My Site Got Hacked

So I go away for the Thanksgiving weekend and come home to find out my site has been hacked. The attack consisted of setting up some elaborate phishing attacks for multiple Canadian and US banks. The main damage was done at a site that I maintain for some friends of mine, namely, Will Stroet's site. It is in a subdirectory of this site, set up with a domain pointer. I had ftp access enabled to the willmusic.ca directory ONLY and so I had assumed that the attackers had come in that way, through FTP. Then I noticed 3 files in my drupal modules/month directory. That got be really worried that there is some sort of security hole in Drupal or that my SSH credentials had been compromised in some way, because there is no FTP access to that directory (or at least there shouldn't be).

So far I have changed email passwords for the 2 email addresses set up through my hosting company site5 and changed the FTP password. Next, I am going to change my Drupal passwords and ssh password.

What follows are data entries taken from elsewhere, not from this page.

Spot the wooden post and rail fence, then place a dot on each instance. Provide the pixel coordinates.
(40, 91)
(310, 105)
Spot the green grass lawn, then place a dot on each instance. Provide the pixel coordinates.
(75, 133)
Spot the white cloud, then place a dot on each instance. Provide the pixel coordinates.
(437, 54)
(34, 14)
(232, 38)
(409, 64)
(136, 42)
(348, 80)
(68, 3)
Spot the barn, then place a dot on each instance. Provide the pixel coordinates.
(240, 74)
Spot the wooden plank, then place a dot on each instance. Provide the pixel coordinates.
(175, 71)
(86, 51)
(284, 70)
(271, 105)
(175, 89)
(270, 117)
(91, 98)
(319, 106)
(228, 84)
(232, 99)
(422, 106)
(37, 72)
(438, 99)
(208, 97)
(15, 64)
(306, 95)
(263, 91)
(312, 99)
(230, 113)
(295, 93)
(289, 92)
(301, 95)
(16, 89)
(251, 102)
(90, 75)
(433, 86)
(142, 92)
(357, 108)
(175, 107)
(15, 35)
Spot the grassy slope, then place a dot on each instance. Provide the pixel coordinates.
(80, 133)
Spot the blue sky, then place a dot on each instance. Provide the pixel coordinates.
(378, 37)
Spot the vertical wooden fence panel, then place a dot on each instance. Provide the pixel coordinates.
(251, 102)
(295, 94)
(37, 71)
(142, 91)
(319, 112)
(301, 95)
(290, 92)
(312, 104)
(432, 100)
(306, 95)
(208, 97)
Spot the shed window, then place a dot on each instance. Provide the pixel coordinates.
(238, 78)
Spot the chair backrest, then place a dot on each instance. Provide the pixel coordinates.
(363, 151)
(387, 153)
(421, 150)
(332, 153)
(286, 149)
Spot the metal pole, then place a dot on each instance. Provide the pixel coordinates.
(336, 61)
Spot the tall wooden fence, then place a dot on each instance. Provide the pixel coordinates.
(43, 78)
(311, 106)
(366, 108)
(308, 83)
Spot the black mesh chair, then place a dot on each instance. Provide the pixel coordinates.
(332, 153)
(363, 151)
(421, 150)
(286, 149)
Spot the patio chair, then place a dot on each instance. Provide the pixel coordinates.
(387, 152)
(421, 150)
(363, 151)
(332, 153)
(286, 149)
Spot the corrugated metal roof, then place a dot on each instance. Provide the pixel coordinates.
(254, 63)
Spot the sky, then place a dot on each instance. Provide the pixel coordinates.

The good news is that I haven't lost any data as far as I know. One file was overwritten but it was easily recovered from an old backup (it was a template file that hadn't changed since the last backup anyways).

Comments

They uploaded a bunch of files that are made to look like a bank's website and then they ask for your personal info. They'll do it on any site, no matter what is on the site. See Phishing at Wikipedia.org.